Removal of glucose, carbon catabolite repression

Lignocellulose hydrolysate contains glucose, xylose, and acetate. However, carbon catabolite repression (CCR) inhibits hosts from consuming diverse substrates simultaneously (i.e., E. coli mainly consumes glucose first in a glucose/xylose medium). The CCR is often explained by glucose inhibition on the synthesis of enzymes involved in catabolism of other carbon sources, while recent studies suggest that the presence of subpopulations within E. coli cultures can have different carbon utilization hierarchies [18, 19]. To investigate glucose catabolite repression, we grew the strains with a mixed carbon source of 10 g/L of glucose and 6 g/L of xylose, and measured the consumption of the two sugars (Fig. 2a, b). The ΔpfkA mutant (JW3887) simultaneously consumed glucose and xylose, and xylose coutilization nearly doubled the growth rate compared to its glucose-only culture (Fig. 2a). WH04 can also uptake xylose with glucose, and xylose addition reduced the strain’s lag phase (Fig. 2b). Moreover, the assimilation of xylose into biomass was determined through ¹³C-experiments (cultures fed with ¹³C₆-glucose and unlabeled xylose). The fraction of xylose incorporated into proteinogenic amino acids during the exponential phase was measured (Fig. 2c). For both JW3887 and WH04, the xylose incorporation was ~50 % (Fig. 2c), much higher utilization than in the WT strain. Therefore, the removal of one pivotal EMP enzyme, phosphofructokinase I, alleviated glucose catabolite repression.

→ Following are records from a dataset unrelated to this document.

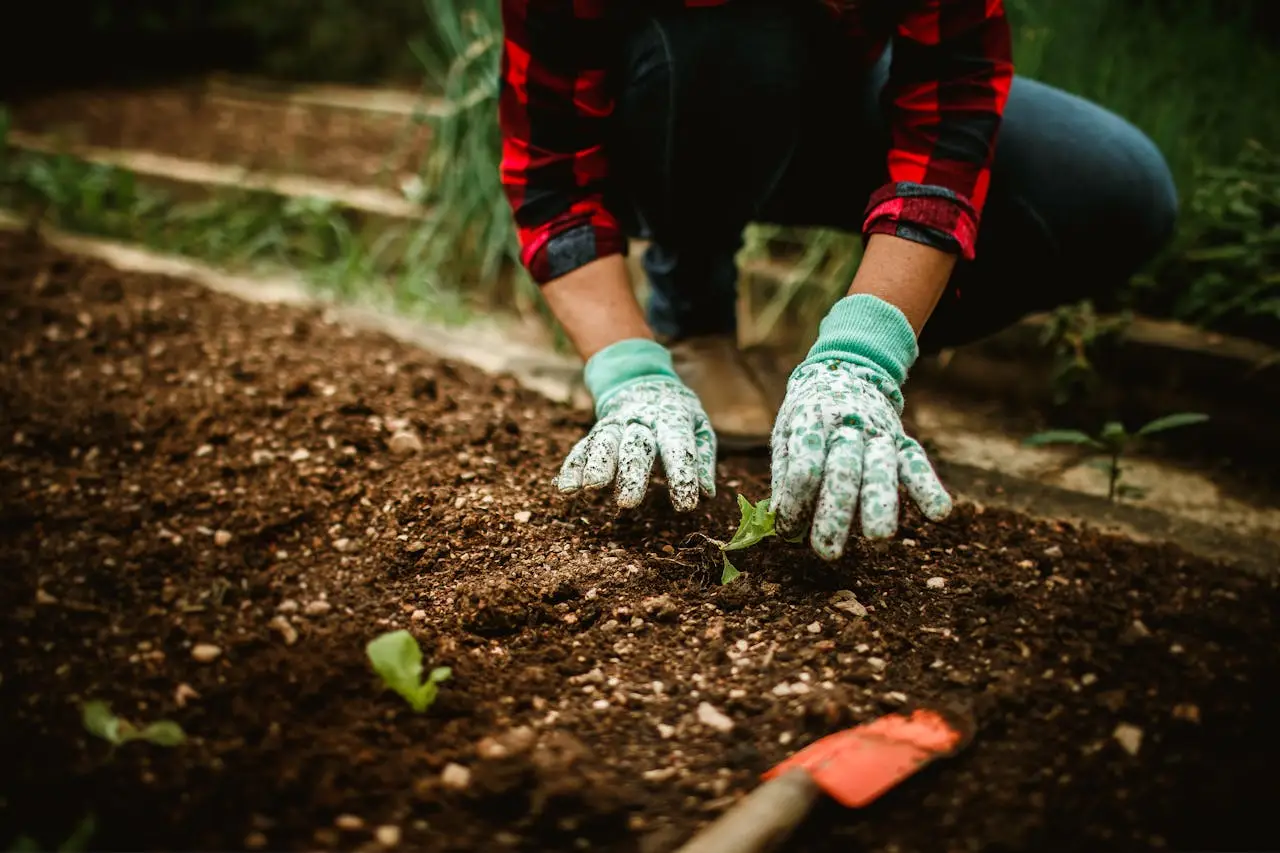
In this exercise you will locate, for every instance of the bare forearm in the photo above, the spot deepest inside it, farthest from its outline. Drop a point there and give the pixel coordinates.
(597, 305)
(906, 274)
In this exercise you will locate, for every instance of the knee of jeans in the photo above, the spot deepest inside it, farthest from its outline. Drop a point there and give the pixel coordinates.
(1155, 194)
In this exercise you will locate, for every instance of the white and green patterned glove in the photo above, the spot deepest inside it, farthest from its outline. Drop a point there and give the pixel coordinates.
(643, 413)
(839, 445)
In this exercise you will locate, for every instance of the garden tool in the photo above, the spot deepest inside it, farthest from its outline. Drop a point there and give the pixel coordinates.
(854, 767)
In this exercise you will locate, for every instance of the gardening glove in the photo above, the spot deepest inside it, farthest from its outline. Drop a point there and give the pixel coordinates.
(643, 411)
(837, 443)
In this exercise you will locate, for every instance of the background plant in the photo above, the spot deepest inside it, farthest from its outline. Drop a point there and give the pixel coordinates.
(1116, 443)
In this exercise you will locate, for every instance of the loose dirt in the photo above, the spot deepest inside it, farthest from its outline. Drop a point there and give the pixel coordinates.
(323, 142)
(182, 470)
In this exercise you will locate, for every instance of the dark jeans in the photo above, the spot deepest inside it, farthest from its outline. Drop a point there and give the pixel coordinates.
(746, 113)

Glucose and xylose coutilization (n = 2). Profile of growth (open square), acetate production (star), and consumption of glucose (open circle) and xylose (open triangle) in mutant strains: a ∆pfkA mutant (JW3887) and b WH04 grown with glucose and xylose. OD₆₀₀ of cultures grown solely with glucose are also shown (closed circles). c ¹³C isotopic labeling tracing in cultivations fed 10 g/L of ¹³C₆-glucose and 6 g/L of unlabeled xylose. Xylose contribution (fraction of ¹²C) in proteinogenic amino acids is graphed for the three strains (2 % isotopic measurement errors were applied)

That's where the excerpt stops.